Planning and conducting a surgery, that too an organ transplant, in someone with factor VII deficiency is tough, doctors said.

Tilak was undergoing dialysis for months before he decided to go for the transplant.

“The donor, father of the recipient, was a carrier of the factor VII deficiency gene. The son inherited the deficiency from his parents, both of whom are carriers,” said Deepak Shankar Ray, consultant and chief nephrologist (renal transplant programme) at Rabindranath Tagore International Institute of Cardiac Sciences, where Tilak underwent the transplant on September 17.

For Gurung, any surgery carries more risks than others. A transplant surgery was even more challenging because there was always a possibility of the new organ being rejected. Managing all
these factors required precise planning and coordination among doctors.

A kidney from Tilak’s father, Dil Kumar, 50, was retrieved through a laparoscopic surgery, but the transplant needed an open cut surgery. “The transplant needs an open cut surgery. We were conducting a kidney transplant on a patient who could have lost his life to even minor bleeding,” said a doctor.

Tilak, a musician who also runs an electronics shop, was released three weeks after the transplant. He is still in Calcutta with his mother, Dhan Maya, 52, and brother Sonam, 31. The family is likely to return to Bhutan in December.

Dil Kumar went back home about two weeks ago. “During the surgery and in the 48 hours after the surgery, we were conducting tests every 15 minutes,” said Ray.

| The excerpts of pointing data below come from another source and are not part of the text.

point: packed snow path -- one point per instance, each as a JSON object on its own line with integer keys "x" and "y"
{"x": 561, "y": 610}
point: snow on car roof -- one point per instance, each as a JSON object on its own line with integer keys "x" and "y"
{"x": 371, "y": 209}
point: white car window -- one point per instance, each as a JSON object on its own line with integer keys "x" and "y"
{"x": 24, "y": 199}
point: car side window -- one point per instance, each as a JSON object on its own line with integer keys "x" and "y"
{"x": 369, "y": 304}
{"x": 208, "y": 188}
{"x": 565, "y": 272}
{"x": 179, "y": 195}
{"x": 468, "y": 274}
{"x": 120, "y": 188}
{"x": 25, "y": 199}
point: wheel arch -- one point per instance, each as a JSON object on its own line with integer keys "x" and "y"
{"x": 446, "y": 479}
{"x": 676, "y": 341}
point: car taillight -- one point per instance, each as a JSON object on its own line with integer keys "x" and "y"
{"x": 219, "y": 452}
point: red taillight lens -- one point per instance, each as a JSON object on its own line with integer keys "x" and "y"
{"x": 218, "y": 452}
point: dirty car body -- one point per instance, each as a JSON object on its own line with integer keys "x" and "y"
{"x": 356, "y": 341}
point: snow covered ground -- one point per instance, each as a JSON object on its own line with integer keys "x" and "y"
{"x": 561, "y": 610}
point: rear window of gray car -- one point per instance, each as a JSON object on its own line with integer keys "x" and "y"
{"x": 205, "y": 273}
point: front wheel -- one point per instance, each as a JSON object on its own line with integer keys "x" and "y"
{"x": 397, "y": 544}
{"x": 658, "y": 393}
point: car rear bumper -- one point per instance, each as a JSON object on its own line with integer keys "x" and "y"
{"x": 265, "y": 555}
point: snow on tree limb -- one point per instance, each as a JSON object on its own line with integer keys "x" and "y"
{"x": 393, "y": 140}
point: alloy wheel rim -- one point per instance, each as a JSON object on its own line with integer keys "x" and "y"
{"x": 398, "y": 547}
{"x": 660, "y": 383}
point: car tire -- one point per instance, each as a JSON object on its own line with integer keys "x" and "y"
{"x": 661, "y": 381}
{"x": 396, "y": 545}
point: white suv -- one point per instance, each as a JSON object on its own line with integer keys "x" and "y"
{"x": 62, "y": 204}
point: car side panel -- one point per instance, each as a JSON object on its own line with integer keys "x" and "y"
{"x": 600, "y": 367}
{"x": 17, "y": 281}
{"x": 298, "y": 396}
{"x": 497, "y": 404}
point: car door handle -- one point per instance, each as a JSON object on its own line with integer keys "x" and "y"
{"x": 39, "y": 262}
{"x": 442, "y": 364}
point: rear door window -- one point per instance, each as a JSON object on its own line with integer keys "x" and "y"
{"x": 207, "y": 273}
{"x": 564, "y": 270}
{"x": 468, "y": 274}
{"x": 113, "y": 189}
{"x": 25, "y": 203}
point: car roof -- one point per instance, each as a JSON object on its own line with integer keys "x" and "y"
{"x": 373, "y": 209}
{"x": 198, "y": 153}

Doctors had procured 46 units of factor VII for the surgery. Each unit costs about 60,000. About 35 units have already been used.

The Bhutan government bore all the expenses.

Things took a turn for the worse when Tilak suffered a stroke a few weeks after the surgery. He still has blurry speech but is recovering, his brother Sonam said.

Apart from Ray, the team of doctors included Titisa Sarkar Mitra from the anaesthesia, Sisir Kumar Patra from haematology, and Tarshid Ali Jahangir from general surgery.

“We are thankful to the King and the Bhutan government,” said Sonam.